Some time back, I bought a number of skeins of this beautiful vintage wool.  There were two shades of pale blue, and a lovely buttery yellow.  I had no idea what I was going to make with this yarn.  I just knew that it spoke to me.




Thankfully, there are many wonderful people who have cataloged vintage patterns online, to share with weirdos like me.

I went hunting for a garment that would suit my aesthetic, would be appropriate for the style of yarn I had, and most importantly would not require more yarn than I had purchased.  

I found this adorable pattern from the February 1947 issue of Stitchcraft magazine.  It's described as "Rainbow Stripes -- for a charming evening jumper."  The gauge of yarn seemed perfect, and I knew that stripes were a great way of stretching out limited amounts of precious yarn.

The stripes appealed to me as did the tiny little nubbins.  The garment seemed pretty straightforward.  
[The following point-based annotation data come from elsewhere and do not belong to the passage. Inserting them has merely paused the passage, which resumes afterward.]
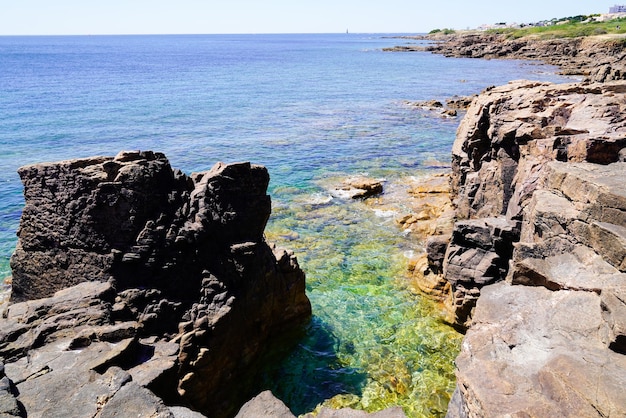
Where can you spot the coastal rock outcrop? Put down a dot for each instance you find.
(131, 279)
(597, 58)
(536, 261)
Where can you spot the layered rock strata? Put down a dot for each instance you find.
(536, 261)
(153, 282)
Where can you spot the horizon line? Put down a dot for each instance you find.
(204, 34)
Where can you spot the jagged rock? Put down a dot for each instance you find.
(599, 59)
(360, 188)
(535, 352)
(164, 283)
(477, 255)
(511, 132)
(264, 405)
(395, 412)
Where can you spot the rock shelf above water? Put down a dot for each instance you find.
(132, 280)
(535, 265)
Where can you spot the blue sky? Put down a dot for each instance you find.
(45, 17)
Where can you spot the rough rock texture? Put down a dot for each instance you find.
(163, 282)
(536, 352)
(537, 259)
(360, 188)
(266, 405)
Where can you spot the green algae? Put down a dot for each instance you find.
(372, 343)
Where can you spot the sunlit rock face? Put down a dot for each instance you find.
(194, 294)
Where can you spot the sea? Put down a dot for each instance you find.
(315, 109)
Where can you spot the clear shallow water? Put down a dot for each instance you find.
(312, 108)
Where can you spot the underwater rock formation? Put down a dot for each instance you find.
(131, 279)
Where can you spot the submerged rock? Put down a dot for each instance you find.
(152, 282)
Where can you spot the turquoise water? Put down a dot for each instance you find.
(314, 109)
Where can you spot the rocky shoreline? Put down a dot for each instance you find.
(138, 289)
(534, 267)
(595, 58)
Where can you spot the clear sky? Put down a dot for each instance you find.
(45, 17)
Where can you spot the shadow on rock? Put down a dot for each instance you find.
(312, 372)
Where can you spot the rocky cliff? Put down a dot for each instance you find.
(536, 261)
(137, 286)
(597, 58)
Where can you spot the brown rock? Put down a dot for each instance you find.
(157, 274)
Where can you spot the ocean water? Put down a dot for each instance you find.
(314, 109)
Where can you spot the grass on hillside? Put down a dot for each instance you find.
(567, 28)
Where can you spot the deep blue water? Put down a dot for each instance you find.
(309, 107)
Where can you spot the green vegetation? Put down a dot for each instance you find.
(569, 27)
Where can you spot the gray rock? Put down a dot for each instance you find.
(264, 405)
(182, 412)
(477, 255)
(157, 274)
(518, 356)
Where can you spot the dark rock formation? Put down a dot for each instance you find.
(154, 280)
(597, 58)
(360, 188)
(540, 199)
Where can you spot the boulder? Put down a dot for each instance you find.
(536, 352)
(477, 255)
(135, 285)
(360, 187)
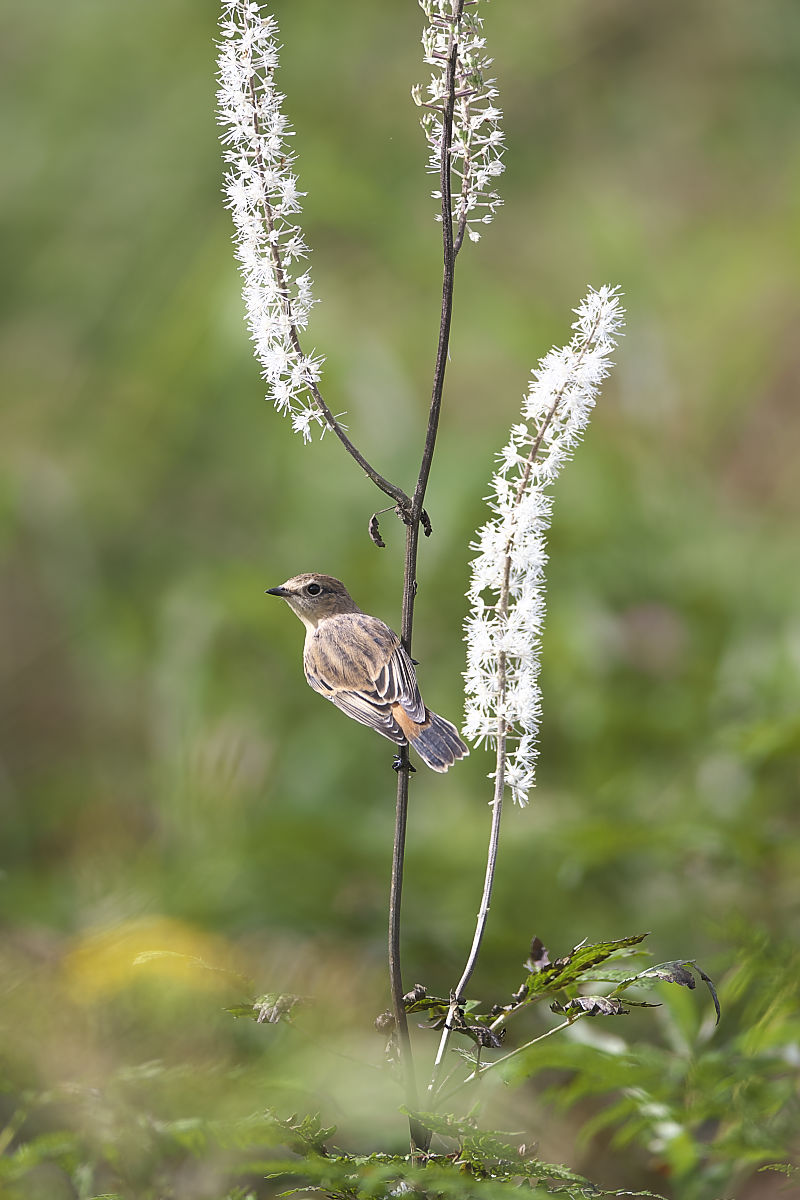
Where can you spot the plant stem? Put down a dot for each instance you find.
(421, 1137)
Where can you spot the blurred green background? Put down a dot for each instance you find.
(167, 780)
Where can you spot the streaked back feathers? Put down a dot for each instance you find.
(360, 665)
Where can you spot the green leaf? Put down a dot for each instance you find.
(571, 967)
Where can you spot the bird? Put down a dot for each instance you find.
(361, 666)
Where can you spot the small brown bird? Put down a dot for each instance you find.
(359, 664)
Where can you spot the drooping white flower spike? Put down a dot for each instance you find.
(503, 630)
(262, 192)
(477, 141)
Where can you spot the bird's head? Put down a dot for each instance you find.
(313, 598)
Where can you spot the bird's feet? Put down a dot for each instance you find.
(397, 765)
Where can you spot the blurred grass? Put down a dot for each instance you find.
(162, 760)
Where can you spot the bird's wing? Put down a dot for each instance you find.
(396, 683)
(359, 664)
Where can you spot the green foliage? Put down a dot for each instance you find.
(172, 792)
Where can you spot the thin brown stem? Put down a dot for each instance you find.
(421, 1137)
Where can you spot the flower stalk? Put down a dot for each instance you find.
(504, 634)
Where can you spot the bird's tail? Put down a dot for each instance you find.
(438, 743)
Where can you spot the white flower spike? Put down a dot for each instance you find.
(503, 630)
(477, 141)
(262, 193)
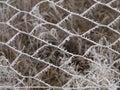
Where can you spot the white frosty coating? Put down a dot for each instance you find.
(100, 70)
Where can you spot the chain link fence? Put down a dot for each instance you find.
(59, 44)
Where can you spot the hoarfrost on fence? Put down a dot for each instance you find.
(59, 44)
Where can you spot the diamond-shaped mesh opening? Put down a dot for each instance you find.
(116, 66)
(25, 22)
(6, 12)
(102, 34)
(54, 77)
(26, 43)
(116, 46)
(25, 5)
(30, 66)
(106, 56)
(50, 33)
(50, 12)
(32, 82)
(102, 14)
(52, 55)
(6, 33)
(77, 6)
(116, 25)
(77, 65)
(77, 24)
(77, 45)
(116, 4)
(9, 53)
(8, 77)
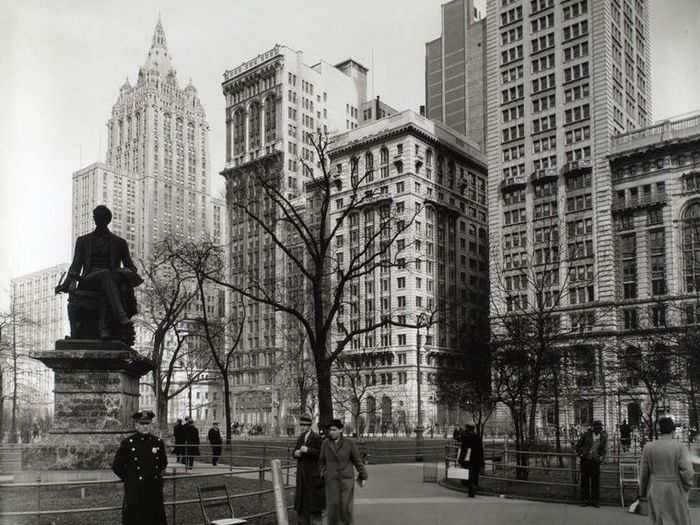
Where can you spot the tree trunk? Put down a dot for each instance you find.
(162, 409)
(325, 400)
(557, 425)
(227, 406)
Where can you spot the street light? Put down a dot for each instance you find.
(421, 321)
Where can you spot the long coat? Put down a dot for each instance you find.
(139, 463)
(665, 478)
(472, 445)
(191, 440)
(309, 497)
(336, 462)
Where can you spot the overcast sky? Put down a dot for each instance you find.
(62, 63)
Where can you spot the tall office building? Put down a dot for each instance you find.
(656, 218)
(156, 174)
(41, 320)
(564, 76)
(272, 103)
(155, 179)
(425, 174)
(455, 71)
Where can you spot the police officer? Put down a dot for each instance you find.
(140, 463)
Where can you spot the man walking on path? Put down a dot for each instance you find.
(625, 436)
(214, 437)
(666, 477)
(191, 444)
(471, 456)
(338, 456)
(179, 439)
(591, 447)
(309, 498)
(140, 463)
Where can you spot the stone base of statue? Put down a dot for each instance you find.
(96, 391)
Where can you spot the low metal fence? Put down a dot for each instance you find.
(99, 501)
(551, 475)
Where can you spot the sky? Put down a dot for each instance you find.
(62, 63)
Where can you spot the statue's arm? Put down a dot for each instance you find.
(127, 261)
(74, 269)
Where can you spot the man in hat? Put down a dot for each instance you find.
(140, 463)
(336, 461)
(179, 439)
(471, 456)
(309, 499)
(591, 447)
(191, 441)
(214, 437)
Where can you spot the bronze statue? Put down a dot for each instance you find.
(100, 284)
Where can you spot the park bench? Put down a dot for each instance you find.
(217, 496)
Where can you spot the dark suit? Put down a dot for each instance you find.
(591, 458)
(214, 437)
(191, 435)
(97, 264)
(139, 463)
(471, 456)
(336, 463)
(309, 498)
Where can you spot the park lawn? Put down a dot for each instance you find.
(110, 495)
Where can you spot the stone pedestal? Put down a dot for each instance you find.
(96, 392)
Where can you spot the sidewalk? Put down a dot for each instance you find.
(396, 495)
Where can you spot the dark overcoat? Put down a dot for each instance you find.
(665, 478)
(337, 462)
(309, 497)
(191, 440)
(140, 463)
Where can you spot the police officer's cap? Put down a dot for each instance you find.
(144, 415)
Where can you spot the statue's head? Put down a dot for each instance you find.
(102, 215)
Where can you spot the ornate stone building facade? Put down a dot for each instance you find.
(272, 103)
(422, 172)
(563, 78)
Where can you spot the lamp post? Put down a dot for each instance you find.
(419, 414)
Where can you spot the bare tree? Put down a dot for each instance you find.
(355, 381)
(302, 231)
(535, 344)
(169, 294)
(221, 332)
(297, 374)
(467, 383)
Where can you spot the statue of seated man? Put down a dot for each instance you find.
(100, 284)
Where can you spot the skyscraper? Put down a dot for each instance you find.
(563, 77)
(156, 174)
(426, 174)
(455, 71)
(273, 103)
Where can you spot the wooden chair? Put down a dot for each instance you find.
(213, 497)
(629, 475)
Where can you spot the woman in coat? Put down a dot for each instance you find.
(338, 457)
(666, 477)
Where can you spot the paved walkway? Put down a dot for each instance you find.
(396, 495)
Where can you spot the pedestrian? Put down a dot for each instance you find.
(666, 477)
(309, 497)
(179, 439)
(625, 436)
(140, 462)
(591, 447)
(471, 456)
(191, 441)
(336, 461)
(214, 437)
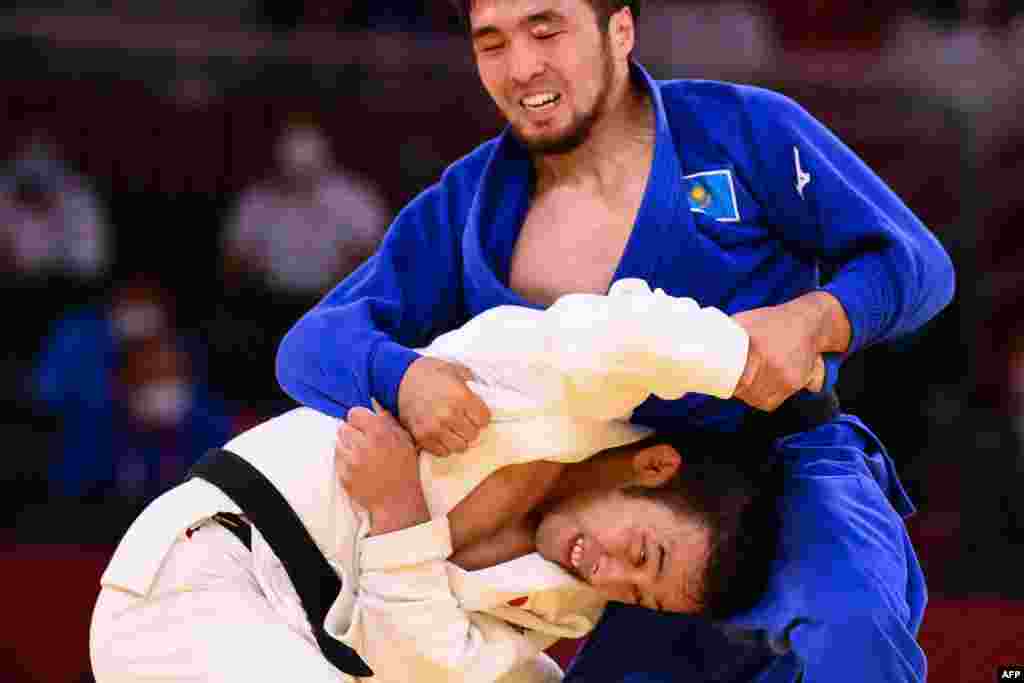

(Robb even figured out what magazine the model in the photo was reading. Apparently, it's the August 1946 edition of Vanity Fair.)




It's also worth mentioning that vintage patterns are significantly less thorough than what modern knitters are used to nowadays.  While modern knitting patterns come in a wonderfully wide range of sizes, vintage patterns are what I call "one-size-fits-SOMEONE."  Vintage patterns rarely offer schematic drawings or even any measurements.  At the same time, these older patterns tend to be incredibly text heavy -- line after line of numbers, which can be incredibly daunting.  And while modern patterns generally provide a lot of supporting technical instructions, vintage patterns will just give terse instructions along the lines of "finish neckline with crochet."  Robb and I joke about vintage cookbooks that say something like "prepare grouse in the usual manner."  You wonder why anyone found this sort of thing helpful.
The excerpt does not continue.